Se non vedete segni o prodigi non credete affatto

Se non vedete segni o prodigi non credete affatto
Anahi Angela Mariotti
Curated by Daniela Cotimbo
Sala Santa Rita, Rome

There are many ways to define a miracle. According to Wikipedia, the universal source of contemporary knowledge, the definition of a miracle is associated with the field of theology as an “extraordinary event, beyond the laws of nature, considered to be performed by God directly or through a creature.” The same encyclopedia then refers to its common sense as a phenomenon “that causes wonder.”

Many have pondered the essence of this word, attributing different specificities to it at different times. What is certain is that the miracle remains a “problem” even in contemporary times. In its theological manifestation, the miracle takes on the function of a symbol and a vehicle for a message whose content is inherent in the symbol itself. However, symbolism can only belong to a system of collective beliefs and mythologies, shaped over the ages precisely because of the need to respond to an ever-present need for transcendence.

From a philosophical perspective, it has often been noted that the need for miracles arises from a clear demarcation between the concepts of divinity and nature, from the impossibility of accepting nature outside one’s own cognition.

“Those who surrender to nature do not need the unknowable, the supernatural, to feel respect; there is only one miracle for him, and that is that everything on this earth, including the greatest flowering of life, simply formed without miracles in the conventional sense of the word.” (Konrad Lorenz)

It is now clear that this game is played entirely in the field of collective belief and in the relationship that humans have with what appears mysterious and inexplicable to them. Even the philosopher Ludwig Wittgenstein, so focused on making language the essence of any experience and distant from any theological position, felt the need to appeal to the “mystical” and the “unspeakable” to define something that properly escapes the logic of language and yet only through it can manifest itself as such.

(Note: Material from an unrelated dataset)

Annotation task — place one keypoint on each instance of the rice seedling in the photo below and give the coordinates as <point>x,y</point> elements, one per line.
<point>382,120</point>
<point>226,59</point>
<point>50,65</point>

In relation to the imposing architecture of the Sala Santa Rita, rich in symbolism and historical connotations, it is difficult to think of an intervention that does not involve these elements. The floor, with its strong scenic presence, conquers the space once occupied by furniture and furnishings destined for worship.

This symbolism seems to necessarily recall the history of Santa Rita da Cascia, historically associated with the symbol of the bee due to a miraculous episode in which she is the protagonist. The beehive, a shelter for the insect but also a symbol of the complex architectural organization of a working society, lends itself well to manifesting this dichotomy between sacred symbol and the complex social articulation.

Its vertical projection is the result of stratification, which is normally attributable to the succession of epochs and enriched by collective mythologies in function of the ever-present need to escape meaninglessness. Anahi Angela Mariotti, with her intervention, highlights the difference between a passive approach to belief and the possibility of a feeling that is primarily the result of a present experience and not the evocation of a vaguely defined “elsewhere.”

The bronze bees, products of the artist’s delicate sculptural sensibility, represent precisely this possibility of anchoring to reality, directly involving her ability to shape the form. The intervention delicately integrates into the pre-existing architecture; its forms are the result of a feminine sensitivity capable of inhabiting space without imposing itself on it. At the same time, the sculptural and installative nature of the work guarantees its presence, amplifying the already present play of optical illusions created by the floor. The installation seems to project itself into the room like a drawing on a sheet of acetate crossed by a beam of light: thus, the work exists but could disappear when the light goes out and the eyes no longer see.